JP Morgan loss to be investigated; Wall St needs reform: Obama
New York: US President Barack Obama has said the USD 2 billion trading loss by "one of the best managed banks" J P Morgan will be investigated and it demonstrates the need for reform at Wall Street.
Had a bank not as strong as J P Morgan made the losses through betting, the government would have had to step in, said Obama, who was in the city to give the commencement address at Barnard College and attend fundraisers event.
Despite J P Morgan being run by one of the "smartest" bankers, it still lost money, making a strong case for Wall Street reform, he added.
"J P Morgan is one of the best-managed banks there is. Jamie Dimon, the head of it, is one of the smartest bankers we got and they still lost two billion dollars and counting," Obama said in an interview with ABC's 'The View'. The full episode will air on Tuesday.
"We don't know all the details. It's going to be investigated, but this is why we passed Wall Street reform," said the President.
Obama said Wall Street reform is "important" as financial giants like J P Morgan are able to weather an error that the bank's own CEO called "egregious," but smaller institutions would not be able to take such huge hits.
"This is the best, or one of the best-managed banks. You could have a bank that isn't as strong, isn't as profitable making those same bets and we might have had to step in," Obama said, adding, "That's exactly why Wall Street reforms so important."
While touting his efforts to rein in the Wall Street behaviour that led to the massive taxpayer bailout of the banks following the 2008 financial crisis, he said his administration is still fighting for tough reform.
Obama said, "Now we are still fighting this battle because all these regulations are being put in place as we speak, a lot of the financial industry is still fighting, they have hired tons of lobbyists to push back on this stuff and I hope that everyone who is watching is lettering their members of congress know, you know what we want these rules in place to make sure this stuff does not happen again."
He added that had all his proposals passed by the Congress and implemented into law, such a thing would not have happened, he said. "But this, again, is going to be part of what the election is about," Obama said.
The president said Wall Street reform is one of the many critical areas where Obama and his Republican challenger, presumptive GOP nominee Mitt Romney, differ.
"We have got real differences here, because Governor Romney, some of the Republican members of Congress and the financial industry have been arguing that this is unnecessary, that this is impeding capital formation," Obama said.
He added, "...But what makes us the best financial industry is transparency, accountability, rules so that small investors feel like if they put their money into Wall Street, it?s not going to suddenly just disappear. They're not going to be defrauded."
Addressing graduating women at Columbia University's Barnard College, Obama made a reference to the J P Morgan loss and talked of regulation of the financial services industry.
"We know that we?re better off when there are rules that stop big banks from making bad bets with other people's money and when insurance companies aren't allowed to drop your coverage when you need it most or charge women differently from men," he said.

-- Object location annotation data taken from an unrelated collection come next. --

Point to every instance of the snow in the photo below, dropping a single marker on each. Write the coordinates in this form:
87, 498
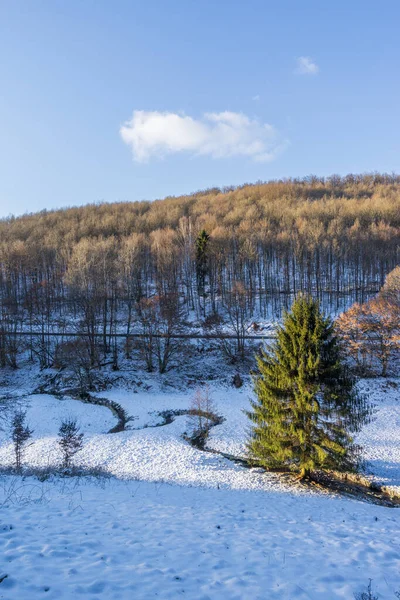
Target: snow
175, 521
381, 438
135, 540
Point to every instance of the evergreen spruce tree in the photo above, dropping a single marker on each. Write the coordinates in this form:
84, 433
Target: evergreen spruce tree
307, 408
202, 260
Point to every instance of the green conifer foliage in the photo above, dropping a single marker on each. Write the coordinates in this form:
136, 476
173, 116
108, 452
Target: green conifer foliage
307, 408
202, 260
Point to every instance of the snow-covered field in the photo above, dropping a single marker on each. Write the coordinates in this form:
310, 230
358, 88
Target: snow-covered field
179, 522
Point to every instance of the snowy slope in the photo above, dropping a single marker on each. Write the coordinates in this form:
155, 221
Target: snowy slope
135, 541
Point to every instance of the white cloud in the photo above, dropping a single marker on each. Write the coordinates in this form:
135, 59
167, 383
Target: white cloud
218, 135
306, 66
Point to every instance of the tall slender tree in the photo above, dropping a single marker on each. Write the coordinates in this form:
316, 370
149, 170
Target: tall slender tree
307, 408
202, 260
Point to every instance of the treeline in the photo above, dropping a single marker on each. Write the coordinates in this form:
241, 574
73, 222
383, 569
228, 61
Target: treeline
220, 253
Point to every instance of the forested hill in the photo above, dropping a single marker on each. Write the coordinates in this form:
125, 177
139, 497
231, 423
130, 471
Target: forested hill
331, 207
332, 237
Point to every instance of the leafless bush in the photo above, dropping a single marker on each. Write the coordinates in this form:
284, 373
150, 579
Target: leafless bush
202, 411
20, 435
71, 441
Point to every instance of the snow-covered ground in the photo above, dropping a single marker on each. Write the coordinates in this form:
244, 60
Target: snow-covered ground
136, 540
179, 522
159, 453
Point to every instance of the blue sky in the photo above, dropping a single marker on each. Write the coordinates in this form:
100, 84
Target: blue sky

In the wake of the derivatives-trading loss, J P Morgan has announced that its Chief Investment Officer Ina Drew would retire. Drew had been at the helm of the bank's office that invested the firm's own money.
Apart from being a big blow for the banking giant that tackled the 2008 financial meltdown well, the whopping derivative-trading loss has also ignited fresh concerns on the risk taking ways of the Wall Street.